Few startups will form here and few established firms will see an incentive to relocate if they don’t regard Beverly Hills as leading-edge or even competitive with other areas in the realm of technology and innovation. Just check out Fortune’s ‘Technologist’s Guide‘ map. We see branch offices of the best-known technology firms – Google, Yahoo, Microsoft, Twitter, and Facebook – and high-flying app-makers like Snapchat, Tinder and even Whisper. Where is Beverly Hills represented here?

Fortune Magazine's technology map

Fortune Magazine maps plenty of tech action, but none of it is happening in Beverly Hills.

Of course it’s not. We have no major tech firms here except an outlier: a small frontier outpost of YouTube. We’d like some of that tech gloss to be sure, but let’s face that we’re just not that hip to tech folks. We’re so ‘old economy,’ in fact, that our budget is practically shackled to industries like retailing, hospitality, and medical, law and finance. Tourism and commerce run this city.

Even if we don’t suck in the smarts, boy do we attract the capital! Fortune notes that Beverly Hills is a bedroom community of choice for the richest of the ‘Silicon’ elite. Jeff Bezos paid $24 million for his home here. Minecraft’s founder bought a $70 million spread. Irrational exuberance has evidently been great for our real estate sellers and city coffers, but we aren’t seeing the trickle-down in tech jobs and knowledge workers. Capital just doesn’t lend the same glow as a critical mass of technologists. It smells alright, but it doesn’t have the same luster.
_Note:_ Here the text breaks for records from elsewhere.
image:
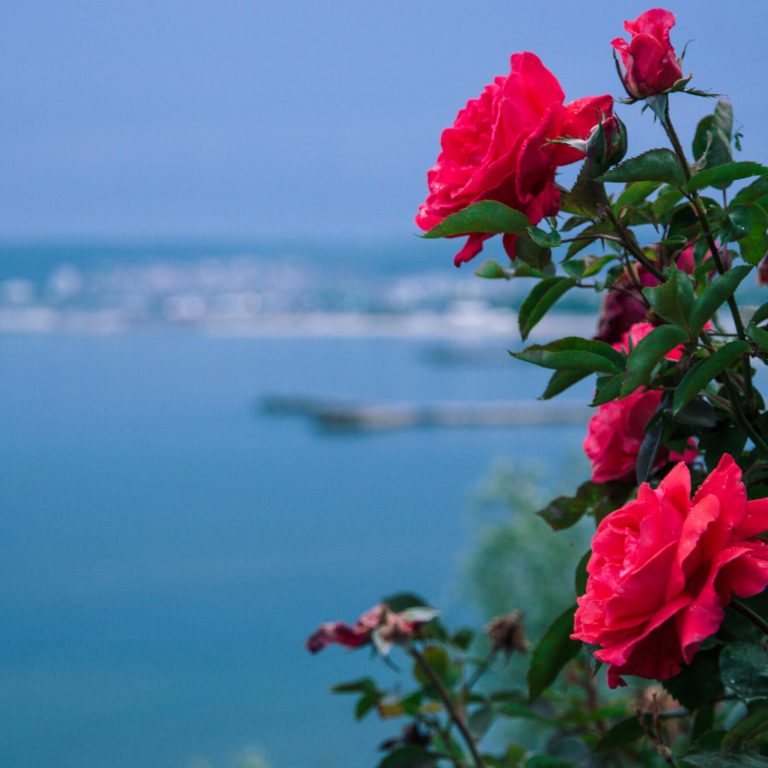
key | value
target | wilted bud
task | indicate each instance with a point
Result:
(507, 633)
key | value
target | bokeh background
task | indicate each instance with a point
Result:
(206, 242)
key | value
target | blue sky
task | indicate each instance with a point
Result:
(177, 118)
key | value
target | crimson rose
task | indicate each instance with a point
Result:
(649, 58)
(497, 149)
(617, 429)
(664, 567)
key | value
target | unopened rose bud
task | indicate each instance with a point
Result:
(650, 63)
(607, 142)
(507, 633)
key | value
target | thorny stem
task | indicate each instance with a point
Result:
(701, 215)
(748, 613)
(449, 704)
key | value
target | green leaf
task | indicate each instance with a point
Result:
(702, 373)
(753, 193)
(363, 685)
(712, 142)
(540, 300)
(698, 413)
(608, 389)
(492, 270)
(548, 761)
(654, 165)
(737, 224)
(716, 760)
(672, 299)
(724, 117)
(562, 380)
(366, 703)
(649, 448)
(533, 254)
(635, 193)
(760, 337)
(594, 265)
(409, 757)
(761, 314)
(754, 244)
(647, 354)
(665, 202)
(726, 439)
(744, 668)
(487, 216)
(597, 499)
(575, 354)
(582, 198)
(747, 733)
(622, 734)
(697, 683)
(584, 241)
(480, 720)
(552, 653)
(543, 238)
(714, 295)
(724, 174)
(402, 601)
(440, 663)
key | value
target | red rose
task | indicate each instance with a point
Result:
(497, 149)
(617, 429)
(622, 307)
(649, 58)
(379, 625)
(664, 567)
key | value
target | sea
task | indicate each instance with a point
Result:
(170, 536)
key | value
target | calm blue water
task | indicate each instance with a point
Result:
(166, 547)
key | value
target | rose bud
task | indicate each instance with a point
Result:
(607, 143)
(650, 63)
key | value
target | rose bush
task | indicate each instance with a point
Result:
(663, 568)
(650, 63)
(616, 430)
(673, 587)
(497, 149)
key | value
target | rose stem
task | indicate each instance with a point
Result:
(748, 613)
(450, 707)
(701, 215)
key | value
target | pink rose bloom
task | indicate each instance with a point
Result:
(622, 307)
(663, 568)
(650, 63)
(617, 429)
(497, 149)
(379, 625)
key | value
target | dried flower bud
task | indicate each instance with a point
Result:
(507, 633)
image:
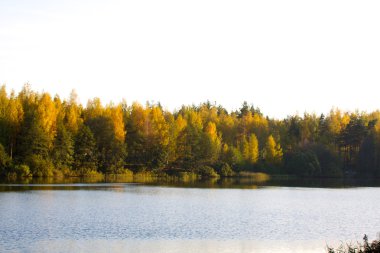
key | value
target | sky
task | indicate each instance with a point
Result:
(285, 57)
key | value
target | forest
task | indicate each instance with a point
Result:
(45, 136)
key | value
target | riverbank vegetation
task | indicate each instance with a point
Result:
(45, 136)
(365, 247)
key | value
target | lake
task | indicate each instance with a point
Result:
(129, 217)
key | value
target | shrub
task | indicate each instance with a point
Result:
(366, 247)
(226, 171)
(207, 172)
(22, 170)
(40, 166)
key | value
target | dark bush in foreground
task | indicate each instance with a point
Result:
(366, 247)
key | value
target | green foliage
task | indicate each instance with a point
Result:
(39, 165)
(85, 156)
(22, 170)
(365, 247)
(5, 161)
(206, 172)
(226, 170)
(55, 137)
(63, 151)
(303, 163)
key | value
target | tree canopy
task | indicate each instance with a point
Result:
(46, 135)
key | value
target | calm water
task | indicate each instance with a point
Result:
(123, 217)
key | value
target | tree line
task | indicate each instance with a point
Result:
(41, 135)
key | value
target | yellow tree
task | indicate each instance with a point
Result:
(253, 148)
(73, 119)
(272, 151)
(116, 114)
(47, 115)
(15, 114)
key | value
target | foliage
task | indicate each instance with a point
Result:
(206, 172)
(53, 137)
(365, 247)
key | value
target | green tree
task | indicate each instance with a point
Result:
(63, 151)
(272, 151)
(85, 157)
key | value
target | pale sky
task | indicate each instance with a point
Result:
(284, 56)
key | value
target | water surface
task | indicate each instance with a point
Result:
(124, 217)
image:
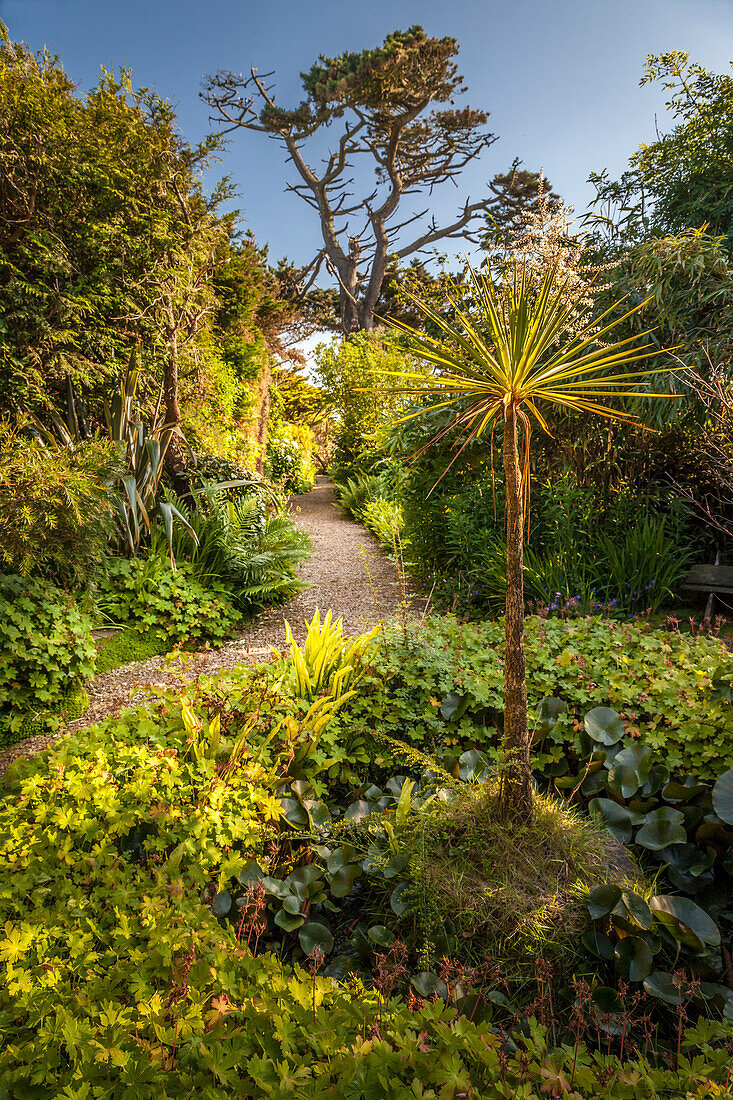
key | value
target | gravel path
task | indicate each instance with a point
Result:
(347, 572)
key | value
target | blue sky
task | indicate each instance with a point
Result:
(560, 77)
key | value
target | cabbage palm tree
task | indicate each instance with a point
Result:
(512, 350)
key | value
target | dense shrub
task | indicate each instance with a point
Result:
(148, 594)
(442, 681)
(174, 990)
(55, 506)
(627, 556)
(45, 651)
(212, 468)
(351, 374)
(290, 461)
(243, 543)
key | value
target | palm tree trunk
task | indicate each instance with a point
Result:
(515, 794)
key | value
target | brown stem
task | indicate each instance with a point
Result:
(515, 794)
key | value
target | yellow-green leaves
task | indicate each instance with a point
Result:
(514, 342)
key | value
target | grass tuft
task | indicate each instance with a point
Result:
(518, 891)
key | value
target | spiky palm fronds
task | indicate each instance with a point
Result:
(509, 349)
(515, 342)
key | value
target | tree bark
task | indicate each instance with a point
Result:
(262, 429)
(515, 793)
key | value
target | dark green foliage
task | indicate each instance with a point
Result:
(251, 550)
(55, 506)
(89, 229)
(684, 179)
(130, 645)
(135, 810)
(212, 468)
(148, 594)
(442, 683)
(582, 554)
(45, 651)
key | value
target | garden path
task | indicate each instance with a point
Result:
(347, 572)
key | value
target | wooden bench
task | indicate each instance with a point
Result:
(715, 580)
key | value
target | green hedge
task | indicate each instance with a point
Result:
(45, 653)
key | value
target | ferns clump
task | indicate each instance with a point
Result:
(253, 551)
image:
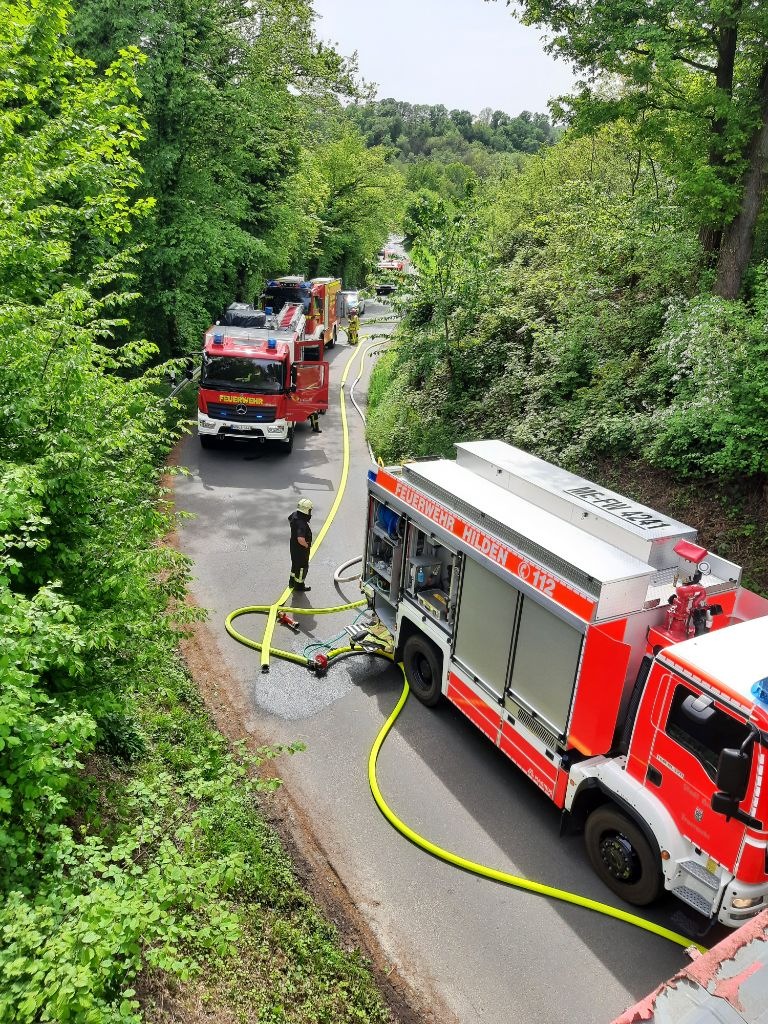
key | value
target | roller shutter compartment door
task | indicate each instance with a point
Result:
(486, 620)
(546, 659)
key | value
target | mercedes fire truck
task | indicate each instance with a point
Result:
(610, 656)
(260, 376)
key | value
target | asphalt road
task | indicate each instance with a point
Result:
(494, 954)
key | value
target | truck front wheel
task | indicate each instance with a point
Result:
(423, 666)
(622, 856)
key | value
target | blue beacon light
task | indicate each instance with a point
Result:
(760, 691)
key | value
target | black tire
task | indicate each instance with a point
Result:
(622, 856)
(423, 666)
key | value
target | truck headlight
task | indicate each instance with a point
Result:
(744, 902)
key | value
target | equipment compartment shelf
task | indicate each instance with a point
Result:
(378, 530)
(379, 570)
(382, 593)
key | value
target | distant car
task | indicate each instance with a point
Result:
(354, 300)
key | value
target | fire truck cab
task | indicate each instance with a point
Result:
(321, 298)
(613, 659)
(260, 376)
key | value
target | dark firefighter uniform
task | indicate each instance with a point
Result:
(301, 540)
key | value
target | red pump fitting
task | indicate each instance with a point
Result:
(285, 620)
(320, 665)
(688, 598)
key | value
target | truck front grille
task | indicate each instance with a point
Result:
(242, 413)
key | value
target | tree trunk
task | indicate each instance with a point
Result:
(711, 236)
(738, 237)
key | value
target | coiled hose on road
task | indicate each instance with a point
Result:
(264, 646)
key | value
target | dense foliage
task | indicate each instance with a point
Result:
(691, 78)
(565, 308)
(129, 843)
(419, 130)
(247, 156)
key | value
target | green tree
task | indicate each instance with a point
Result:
(79, 429)
(693, 78)
(227, 89)
(361, 199)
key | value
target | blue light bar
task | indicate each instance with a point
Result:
(760, 691)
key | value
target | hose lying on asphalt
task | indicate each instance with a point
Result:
(338, 578)
(264, 646)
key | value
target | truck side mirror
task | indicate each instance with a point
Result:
(733, 774)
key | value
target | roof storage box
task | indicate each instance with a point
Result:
(633, 527)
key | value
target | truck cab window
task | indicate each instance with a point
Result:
(260, 376)
(702, 731)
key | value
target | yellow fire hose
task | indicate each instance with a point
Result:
(264, 645)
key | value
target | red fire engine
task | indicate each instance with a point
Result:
(260, 376)
(612, 658)
(321, 298)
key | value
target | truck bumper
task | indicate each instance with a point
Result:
(733, 912)
(276, 431)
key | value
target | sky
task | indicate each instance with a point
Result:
(463, 53)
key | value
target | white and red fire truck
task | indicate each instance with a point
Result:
(321, 298)
(260, 376)
(612, 658)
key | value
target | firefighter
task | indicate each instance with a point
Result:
(353, 328)
(301, 542)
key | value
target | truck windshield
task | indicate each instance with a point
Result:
(276, 297)
(262, 376)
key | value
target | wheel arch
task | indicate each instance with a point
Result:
(593, 794)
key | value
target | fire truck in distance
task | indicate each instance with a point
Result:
(321, 298)
(612, 658)
(260, 376)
Will Beverly Hills bask in the glow of the tech economy? Or are we consigned to be the bedroom community for elite who prefer to work in Santa Monica and Los Angeles? Those cities are investing in broadband fiber and WiFi networks as well as life-enhancing safe-streets and alternative modes of transportation because it appeals to today’s techies. Will we ever roll out those innovations here? Bike lanes and the like?

That’s the only way we’ll drag our city into the 21st century. Living up to our self-assigned reputation will take a much more visionary City Council than we have today.Beverly Hills vision statement: technology programs

*Notably, Beverly Hills has delivered another kind of ‘smart city’ too: we’ve installed an extensive system of automated license plate readers (currently a focus of ACLU lawyers nationwide) and CCTV cameras that capture our every move. These aren’t delivering increased governmental efficiency and better public communications; today’s ‘smart city’ has a darker side too.